Rachel graduated from Stonehill College in 2013 with a Bachelor of Arts in Economics and a minor in Mathematics. She also engaged in two summers of economic research experience.
Her interest in labor economics drew her to the PhD program in Applied Economics at Northeastern University, where members of the department were conducting research similar to what she aspires to do in her career.
Here is Rachel’s Northeastern story…
“I chose the PhD program in Applied Economics at Northeastern for a number of reasons. The first reason being that Northeastern is located in Boston, where there are almost infinite professional resources for graduate students and economists. The second major deciding factor for me was the labor economics concentration of the program. During my undergraduate education, I took a course in labor economics, and I found it to be one of the most interesting courses. Because of this experience, I sought out a program with a strength in labor economics.”
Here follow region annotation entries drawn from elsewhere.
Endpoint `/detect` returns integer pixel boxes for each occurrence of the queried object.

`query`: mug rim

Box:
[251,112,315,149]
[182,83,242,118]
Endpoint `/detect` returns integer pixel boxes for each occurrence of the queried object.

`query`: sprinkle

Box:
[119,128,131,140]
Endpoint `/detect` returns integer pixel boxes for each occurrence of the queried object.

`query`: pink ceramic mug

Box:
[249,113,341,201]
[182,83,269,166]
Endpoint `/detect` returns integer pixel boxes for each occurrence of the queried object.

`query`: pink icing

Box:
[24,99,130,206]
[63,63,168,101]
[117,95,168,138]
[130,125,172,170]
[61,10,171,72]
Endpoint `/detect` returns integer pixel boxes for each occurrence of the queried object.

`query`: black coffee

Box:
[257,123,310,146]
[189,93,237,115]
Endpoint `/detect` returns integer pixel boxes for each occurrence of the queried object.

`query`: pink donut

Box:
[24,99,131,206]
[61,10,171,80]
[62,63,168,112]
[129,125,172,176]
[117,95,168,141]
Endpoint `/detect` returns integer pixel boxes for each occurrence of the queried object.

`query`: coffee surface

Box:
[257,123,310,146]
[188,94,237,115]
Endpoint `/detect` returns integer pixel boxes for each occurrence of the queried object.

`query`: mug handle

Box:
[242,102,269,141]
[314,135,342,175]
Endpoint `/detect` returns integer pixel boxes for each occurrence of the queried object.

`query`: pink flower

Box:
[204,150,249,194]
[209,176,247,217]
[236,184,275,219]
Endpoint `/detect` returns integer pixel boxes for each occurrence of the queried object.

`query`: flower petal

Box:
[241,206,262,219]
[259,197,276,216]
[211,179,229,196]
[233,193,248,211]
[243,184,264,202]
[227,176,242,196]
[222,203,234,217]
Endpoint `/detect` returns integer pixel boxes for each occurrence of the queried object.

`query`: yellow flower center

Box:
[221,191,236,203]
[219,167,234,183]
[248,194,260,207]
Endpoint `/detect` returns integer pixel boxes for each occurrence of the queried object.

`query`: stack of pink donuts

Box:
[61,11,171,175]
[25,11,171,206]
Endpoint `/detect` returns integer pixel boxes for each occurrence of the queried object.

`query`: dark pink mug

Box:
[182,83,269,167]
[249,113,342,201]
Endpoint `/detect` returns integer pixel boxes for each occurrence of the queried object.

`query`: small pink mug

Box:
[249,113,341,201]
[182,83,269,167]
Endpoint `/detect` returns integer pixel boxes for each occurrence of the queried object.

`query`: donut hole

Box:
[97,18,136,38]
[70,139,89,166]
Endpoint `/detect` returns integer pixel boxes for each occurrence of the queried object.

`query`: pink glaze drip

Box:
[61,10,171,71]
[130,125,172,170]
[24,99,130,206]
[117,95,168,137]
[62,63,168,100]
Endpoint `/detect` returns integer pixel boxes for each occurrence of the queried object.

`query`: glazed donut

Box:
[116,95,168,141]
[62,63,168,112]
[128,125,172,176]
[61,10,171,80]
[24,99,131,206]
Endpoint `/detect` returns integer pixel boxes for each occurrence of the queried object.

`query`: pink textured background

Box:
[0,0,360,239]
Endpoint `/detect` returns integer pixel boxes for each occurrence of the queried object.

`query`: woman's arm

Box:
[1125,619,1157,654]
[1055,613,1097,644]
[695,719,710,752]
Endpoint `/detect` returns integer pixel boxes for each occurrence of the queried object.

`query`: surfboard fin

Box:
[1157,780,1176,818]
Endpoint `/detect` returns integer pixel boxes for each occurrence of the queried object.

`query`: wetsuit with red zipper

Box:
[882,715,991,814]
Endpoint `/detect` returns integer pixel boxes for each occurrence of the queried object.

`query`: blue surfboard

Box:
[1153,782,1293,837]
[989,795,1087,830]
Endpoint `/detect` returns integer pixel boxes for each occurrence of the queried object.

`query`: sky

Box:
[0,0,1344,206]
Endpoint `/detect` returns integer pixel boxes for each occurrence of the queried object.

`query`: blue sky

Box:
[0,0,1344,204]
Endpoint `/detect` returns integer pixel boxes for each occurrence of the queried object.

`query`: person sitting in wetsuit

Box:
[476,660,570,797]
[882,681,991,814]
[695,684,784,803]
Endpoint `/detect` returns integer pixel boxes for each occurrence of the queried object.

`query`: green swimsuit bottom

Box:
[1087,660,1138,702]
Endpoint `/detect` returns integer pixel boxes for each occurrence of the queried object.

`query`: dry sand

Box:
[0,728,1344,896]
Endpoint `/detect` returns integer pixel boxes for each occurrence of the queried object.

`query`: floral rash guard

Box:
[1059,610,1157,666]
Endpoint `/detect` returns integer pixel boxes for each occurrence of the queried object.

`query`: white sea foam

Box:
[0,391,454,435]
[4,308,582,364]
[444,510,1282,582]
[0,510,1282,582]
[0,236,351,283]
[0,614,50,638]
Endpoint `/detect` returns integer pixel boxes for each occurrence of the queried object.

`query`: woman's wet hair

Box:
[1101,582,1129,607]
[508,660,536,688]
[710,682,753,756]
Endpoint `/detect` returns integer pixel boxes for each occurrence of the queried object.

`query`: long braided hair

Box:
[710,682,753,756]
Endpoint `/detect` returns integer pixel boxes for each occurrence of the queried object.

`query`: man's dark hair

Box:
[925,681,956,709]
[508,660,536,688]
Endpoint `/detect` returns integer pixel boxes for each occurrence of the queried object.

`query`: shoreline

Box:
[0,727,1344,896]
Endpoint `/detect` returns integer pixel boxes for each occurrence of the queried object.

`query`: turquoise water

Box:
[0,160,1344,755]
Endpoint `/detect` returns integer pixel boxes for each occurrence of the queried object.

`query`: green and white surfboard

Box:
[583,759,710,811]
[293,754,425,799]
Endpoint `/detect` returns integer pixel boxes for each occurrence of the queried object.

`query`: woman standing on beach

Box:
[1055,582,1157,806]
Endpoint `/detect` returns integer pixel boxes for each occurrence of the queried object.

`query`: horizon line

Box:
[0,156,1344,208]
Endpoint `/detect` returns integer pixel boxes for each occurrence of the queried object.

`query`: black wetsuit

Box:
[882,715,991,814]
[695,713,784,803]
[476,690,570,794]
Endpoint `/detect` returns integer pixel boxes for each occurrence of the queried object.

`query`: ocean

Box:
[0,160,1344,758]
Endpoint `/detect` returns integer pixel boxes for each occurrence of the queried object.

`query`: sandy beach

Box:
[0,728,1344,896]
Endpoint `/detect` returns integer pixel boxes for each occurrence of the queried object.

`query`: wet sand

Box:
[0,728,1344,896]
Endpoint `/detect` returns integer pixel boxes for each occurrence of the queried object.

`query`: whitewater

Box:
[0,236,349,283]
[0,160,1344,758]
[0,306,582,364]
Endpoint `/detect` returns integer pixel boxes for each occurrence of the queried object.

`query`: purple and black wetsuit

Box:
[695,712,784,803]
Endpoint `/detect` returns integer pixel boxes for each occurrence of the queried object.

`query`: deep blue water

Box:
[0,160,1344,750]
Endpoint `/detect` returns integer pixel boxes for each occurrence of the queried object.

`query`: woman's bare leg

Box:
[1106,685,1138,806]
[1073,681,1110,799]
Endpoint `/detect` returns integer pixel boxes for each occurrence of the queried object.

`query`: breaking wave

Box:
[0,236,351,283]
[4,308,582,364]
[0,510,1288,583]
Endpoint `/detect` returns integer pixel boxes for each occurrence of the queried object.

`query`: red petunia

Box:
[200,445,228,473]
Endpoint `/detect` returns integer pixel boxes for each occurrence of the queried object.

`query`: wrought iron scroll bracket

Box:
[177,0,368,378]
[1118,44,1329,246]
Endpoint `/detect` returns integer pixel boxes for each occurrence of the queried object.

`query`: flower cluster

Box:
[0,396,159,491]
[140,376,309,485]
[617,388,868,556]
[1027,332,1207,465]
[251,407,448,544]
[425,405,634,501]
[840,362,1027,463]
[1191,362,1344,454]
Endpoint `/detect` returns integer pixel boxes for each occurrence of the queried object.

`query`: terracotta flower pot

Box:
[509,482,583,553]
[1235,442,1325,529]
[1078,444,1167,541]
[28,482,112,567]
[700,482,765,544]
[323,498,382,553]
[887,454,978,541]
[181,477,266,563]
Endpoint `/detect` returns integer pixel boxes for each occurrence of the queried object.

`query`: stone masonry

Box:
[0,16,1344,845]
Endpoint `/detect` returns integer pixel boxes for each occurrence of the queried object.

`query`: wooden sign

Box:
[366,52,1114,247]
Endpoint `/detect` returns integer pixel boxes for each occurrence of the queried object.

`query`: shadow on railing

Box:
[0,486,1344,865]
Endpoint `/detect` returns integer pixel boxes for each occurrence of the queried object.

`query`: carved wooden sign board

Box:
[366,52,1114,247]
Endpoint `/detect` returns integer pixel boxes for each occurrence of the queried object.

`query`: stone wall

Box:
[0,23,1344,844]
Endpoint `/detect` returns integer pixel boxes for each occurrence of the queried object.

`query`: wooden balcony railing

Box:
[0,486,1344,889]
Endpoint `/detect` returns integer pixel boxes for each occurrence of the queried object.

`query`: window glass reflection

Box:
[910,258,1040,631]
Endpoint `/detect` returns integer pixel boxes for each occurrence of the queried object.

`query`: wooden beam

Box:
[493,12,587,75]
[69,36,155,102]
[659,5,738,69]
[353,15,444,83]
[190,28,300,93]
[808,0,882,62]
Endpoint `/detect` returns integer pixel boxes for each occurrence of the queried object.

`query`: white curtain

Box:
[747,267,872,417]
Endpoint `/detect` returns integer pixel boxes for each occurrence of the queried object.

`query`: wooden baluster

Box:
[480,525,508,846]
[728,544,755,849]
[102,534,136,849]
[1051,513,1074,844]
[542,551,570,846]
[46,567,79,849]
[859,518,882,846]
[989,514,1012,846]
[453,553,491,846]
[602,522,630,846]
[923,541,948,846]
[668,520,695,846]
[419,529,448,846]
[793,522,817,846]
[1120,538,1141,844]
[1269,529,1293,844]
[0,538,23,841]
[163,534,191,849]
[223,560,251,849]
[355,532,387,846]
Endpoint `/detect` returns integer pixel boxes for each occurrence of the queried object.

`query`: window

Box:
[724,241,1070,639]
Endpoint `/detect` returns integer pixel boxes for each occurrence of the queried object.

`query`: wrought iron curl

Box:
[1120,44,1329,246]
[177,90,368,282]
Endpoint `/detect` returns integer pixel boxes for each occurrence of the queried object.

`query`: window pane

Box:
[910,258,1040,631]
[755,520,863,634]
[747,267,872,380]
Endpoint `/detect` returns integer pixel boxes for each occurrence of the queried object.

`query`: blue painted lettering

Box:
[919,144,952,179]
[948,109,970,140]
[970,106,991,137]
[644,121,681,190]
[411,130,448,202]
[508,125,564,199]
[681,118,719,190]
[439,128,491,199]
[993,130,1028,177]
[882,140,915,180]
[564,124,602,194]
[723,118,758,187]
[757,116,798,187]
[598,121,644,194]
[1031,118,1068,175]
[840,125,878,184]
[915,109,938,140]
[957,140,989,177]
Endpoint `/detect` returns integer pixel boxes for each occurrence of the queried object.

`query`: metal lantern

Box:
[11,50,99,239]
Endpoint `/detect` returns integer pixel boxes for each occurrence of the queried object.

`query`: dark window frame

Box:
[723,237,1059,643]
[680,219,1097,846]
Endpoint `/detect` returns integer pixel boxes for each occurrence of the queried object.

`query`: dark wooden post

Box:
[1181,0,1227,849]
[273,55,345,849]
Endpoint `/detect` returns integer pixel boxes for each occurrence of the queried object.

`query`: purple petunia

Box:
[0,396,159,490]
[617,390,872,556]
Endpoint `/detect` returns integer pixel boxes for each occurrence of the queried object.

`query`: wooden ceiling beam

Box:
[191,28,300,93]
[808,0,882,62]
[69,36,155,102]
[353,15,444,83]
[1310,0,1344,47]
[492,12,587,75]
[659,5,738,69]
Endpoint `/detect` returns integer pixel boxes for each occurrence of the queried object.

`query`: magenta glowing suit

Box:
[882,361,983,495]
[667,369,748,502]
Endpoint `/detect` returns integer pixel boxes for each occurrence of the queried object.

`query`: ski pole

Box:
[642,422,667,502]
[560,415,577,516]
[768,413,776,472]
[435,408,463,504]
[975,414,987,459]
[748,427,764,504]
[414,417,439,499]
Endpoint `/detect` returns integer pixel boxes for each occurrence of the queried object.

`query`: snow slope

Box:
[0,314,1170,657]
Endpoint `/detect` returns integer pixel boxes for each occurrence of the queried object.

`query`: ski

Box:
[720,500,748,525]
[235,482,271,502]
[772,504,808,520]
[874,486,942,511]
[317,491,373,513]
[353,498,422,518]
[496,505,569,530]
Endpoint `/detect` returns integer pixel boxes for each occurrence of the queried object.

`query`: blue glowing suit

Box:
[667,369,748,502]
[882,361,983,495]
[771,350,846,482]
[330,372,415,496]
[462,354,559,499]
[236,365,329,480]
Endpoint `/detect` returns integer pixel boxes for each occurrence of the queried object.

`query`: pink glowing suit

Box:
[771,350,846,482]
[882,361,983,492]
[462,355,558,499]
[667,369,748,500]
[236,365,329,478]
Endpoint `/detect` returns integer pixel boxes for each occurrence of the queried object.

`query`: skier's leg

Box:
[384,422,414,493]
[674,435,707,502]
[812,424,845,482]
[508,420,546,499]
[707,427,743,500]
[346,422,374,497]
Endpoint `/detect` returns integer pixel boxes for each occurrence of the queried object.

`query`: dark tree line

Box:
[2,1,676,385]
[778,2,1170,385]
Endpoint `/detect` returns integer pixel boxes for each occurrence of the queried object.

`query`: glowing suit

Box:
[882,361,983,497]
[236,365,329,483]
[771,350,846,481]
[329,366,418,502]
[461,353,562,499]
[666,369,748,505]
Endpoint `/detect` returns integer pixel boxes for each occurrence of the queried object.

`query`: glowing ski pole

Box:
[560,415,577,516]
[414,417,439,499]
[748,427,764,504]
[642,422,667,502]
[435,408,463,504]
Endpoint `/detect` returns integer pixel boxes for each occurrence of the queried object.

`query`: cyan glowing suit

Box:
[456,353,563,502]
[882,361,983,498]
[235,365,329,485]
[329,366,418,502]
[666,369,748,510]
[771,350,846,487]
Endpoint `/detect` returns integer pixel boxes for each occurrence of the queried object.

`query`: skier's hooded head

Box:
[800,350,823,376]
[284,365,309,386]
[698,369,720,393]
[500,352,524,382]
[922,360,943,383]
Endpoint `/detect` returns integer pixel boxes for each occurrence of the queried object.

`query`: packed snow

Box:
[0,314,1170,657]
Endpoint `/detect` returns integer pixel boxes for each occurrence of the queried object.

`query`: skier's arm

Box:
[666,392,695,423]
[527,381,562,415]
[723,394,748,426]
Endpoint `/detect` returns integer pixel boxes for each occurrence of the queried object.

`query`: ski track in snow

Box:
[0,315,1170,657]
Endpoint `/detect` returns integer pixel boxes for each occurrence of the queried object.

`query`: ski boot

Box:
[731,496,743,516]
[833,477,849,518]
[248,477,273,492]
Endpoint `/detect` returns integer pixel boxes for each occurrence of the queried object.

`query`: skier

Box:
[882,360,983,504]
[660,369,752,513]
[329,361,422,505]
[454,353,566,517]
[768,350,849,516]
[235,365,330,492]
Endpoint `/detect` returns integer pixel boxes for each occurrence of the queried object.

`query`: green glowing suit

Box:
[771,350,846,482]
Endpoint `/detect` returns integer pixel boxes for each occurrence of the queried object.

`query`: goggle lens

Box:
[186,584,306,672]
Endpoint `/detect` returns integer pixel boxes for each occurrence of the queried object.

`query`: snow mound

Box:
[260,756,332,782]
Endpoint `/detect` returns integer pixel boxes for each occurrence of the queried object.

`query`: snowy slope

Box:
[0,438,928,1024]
Rachel’s most transformative courses were the field courses she took at the end of her coursework.
“The Labor Field Courses exposed me to great deal of important work in the field of Labor Economics, opening my eyes to the width and breadth of possibilities for research. Labor encompasses a great deal of topics, more than I had even anticipated when choosing the field. There is so much exciting work, and so many directions to look in. I was also able to learn about many econometric techniques that I had not seen in my previous economic courses. These methods are ones that I now plan to use in my own research.”
Another transformative experience for Rachel is the research that she continues to do with faculty members in the economics department.
“Being a part of a large research project allows me to get meaningful experience that will help me be a confident and experienced researcher once it is my turn to lead a project.”
The most transformative experience is ongoing – her own dissertation.
“I am now able to put all my experience and education to use, and to work on something that is my very own brain-child in a supportive environment.”
During her years at Northeastern, Rachel has gone to professional conferences and presented her own research. Most recently, she went to Washington D.C. to the 2016 Southern Economic Association Meeting and presented a paper on optimizing the use of unemployment insurance during periods of high unemployment. This paper will become a chapter in her dissertation.
Rachel has spent her summers working for professors in the Department of Economics as a research assistant. This work exposed her to even more research topics and opportunities, and allowed her to remain on track with her own research, as well.
One recent project, “Consequences of Long-term Unemployment for Household Finances,” that Rachel worked on with NU Economics Chair William Dickens and Robert Triest (Federal Reserve) has been published in the April 2017 issue of The Russell Sage Foundation Journal of the Social Sciences.
The remainder of Rachel’s time at Northeastern will be spent on her dissertation. She will be defending her dissertation proposal in the Spring of 2019 and will then pursue her professional goals.